This release contains new features, bug fixes, and build improvements.
Please download the RAJAPerf-v2025.03.0.tar.gz file below. The others will not work due to the way RAJAPerf uses git submodules.
-
New features and usage changes:
- Added option to print algorithmic complexity of each kernel (at request of benchmarking team).
- Removed older RAJA reductions from OpenMP target offload variants of kernels with reductions. The officially supported RAJA reductions for OpenMP target offload are the newer
valop
reductions. - Added resource argument to all RAJA kernel variants for consistency and following RAJA usage recommendations.
- Added
EMPTY
kernel to Basic group that does nothing inside a loop body to measure the minimal cost of launching a kernel. - Added
FEMSWEEP
kernel, which represents a FEM-based linear sweep used in deterministic transport codes. - Added kernel launch tunings to the LTIMES and LTIMES_NOVIEW kernels that use the RAJA::launch API. This is intended to be used to understand performance differences between the RAJA::kernel and RAJA::launch APIs.
- Added RAJA Views to base variants of LTIMES kernel.
- Added citation on GitHub project page to P3HPC paper presented at SC24 on using Caliper and Thicket in RAJA Performance Suite.
- Add a command line option to enable custom scan tunings, default to on.
- For
comm
kernels, modified the MPI buffer allocation to do one large allocation and dole it out with alignment specified by the--align
option. - Added caliper configuration information to some build scripts as examples on how to use.
-
Build changes / improvements:
- The RAJA submodule has been updated to v2025.03.2.
- The BLT submodule has been updated to v0.7.0, which is the version used by the RAJA submodule version.
- Kokkos submodule updated to v3.7.02.
-
Bug fixes / improvements:
- Fixes for Windows builds.
- Fixed memory issue in SYCL variants of FIR kernel.

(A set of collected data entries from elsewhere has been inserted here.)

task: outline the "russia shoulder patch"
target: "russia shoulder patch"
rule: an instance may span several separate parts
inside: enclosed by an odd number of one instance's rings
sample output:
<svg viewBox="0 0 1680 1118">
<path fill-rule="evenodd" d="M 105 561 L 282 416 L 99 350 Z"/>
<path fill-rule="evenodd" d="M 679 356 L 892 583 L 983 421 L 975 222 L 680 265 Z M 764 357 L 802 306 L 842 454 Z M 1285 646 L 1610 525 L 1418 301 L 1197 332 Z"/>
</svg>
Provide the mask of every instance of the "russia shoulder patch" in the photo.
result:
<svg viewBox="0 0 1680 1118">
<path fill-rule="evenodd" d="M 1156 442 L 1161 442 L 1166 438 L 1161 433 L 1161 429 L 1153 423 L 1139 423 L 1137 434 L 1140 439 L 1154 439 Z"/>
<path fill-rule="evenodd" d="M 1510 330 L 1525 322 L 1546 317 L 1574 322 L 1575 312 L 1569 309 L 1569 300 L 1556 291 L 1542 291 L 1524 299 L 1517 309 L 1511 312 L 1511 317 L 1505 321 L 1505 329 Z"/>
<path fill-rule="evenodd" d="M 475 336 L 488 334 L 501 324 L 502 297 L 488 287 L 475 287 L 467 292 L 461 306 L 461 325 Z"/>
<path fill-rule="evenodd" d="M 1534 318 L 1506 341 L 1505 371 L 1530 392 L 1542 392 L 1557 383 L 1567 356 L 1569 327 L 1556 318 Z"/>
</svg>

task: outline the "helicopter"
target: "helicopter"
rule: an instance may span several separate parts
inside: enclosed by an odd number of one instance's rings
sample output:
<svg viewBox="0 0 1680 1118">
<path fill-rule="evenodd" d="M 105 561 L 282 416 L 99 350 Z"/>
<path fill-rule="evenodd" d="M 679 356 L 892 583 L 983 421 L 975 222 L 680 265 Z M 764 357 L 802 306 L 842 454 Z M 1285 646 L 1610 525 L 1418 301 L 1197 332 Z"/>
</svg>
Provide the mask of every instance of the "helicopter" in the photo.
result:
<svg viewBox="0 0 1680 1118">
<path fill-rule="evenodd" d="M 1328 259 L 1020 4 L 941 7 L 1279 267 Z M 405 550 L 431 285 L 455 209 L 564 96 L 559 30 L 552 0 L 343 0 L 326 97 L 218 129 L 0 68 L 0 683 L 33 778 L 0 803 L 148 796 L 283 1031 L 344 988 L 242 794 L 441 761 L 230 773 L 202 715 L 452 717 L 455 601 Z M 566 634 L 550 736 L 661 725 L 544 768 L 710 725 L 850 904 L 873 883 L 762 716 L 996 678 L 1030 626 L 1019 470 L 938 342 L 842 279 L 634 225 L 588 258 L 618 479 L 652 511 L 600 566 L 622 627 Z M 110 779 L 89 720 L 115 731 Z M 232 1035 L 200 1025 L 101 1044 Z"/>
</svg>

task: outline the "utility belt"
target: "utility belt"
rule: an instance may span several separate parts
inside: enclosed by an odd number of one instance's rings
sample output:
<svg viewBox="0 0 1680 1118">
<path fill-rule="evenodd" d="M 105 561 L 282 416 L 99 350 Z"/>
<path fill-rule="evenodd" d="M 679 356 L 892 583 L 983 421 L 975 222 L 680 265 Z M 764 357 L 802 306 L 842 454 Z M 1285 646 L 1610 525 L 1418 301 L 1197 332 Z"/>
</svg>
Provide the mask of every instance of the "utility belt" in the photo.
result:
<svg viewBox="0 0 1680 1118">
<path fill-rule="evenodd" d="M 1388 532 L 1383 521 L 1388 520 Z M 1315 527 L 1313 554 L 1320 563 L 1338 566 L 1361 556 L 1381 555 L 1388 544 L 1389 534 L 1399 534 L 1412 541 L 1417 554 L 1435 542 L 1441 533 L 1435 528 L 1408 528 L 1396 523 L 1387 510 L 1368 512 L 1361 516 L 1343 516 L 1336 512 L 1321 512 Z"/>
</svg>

- Fixed issues in OpenMP target offload variants of HISTOGRAM and MULTI_REDUCE kernels.
- FIxed issue where multiple Caliper files get generated erroneously for a single run of the Suite.
- Fixed some potential race condition issue in how data copies are handled in the kernels.
- Get HIP wavefront size from RAJA configuration rather than hard code it in multiple kernels.
- Fixed hang in HIP custom scan implementation with warp size 32, on consumer cards such as Radeon 7900 XTX.
- Fixed compilation issues related to Kokkos.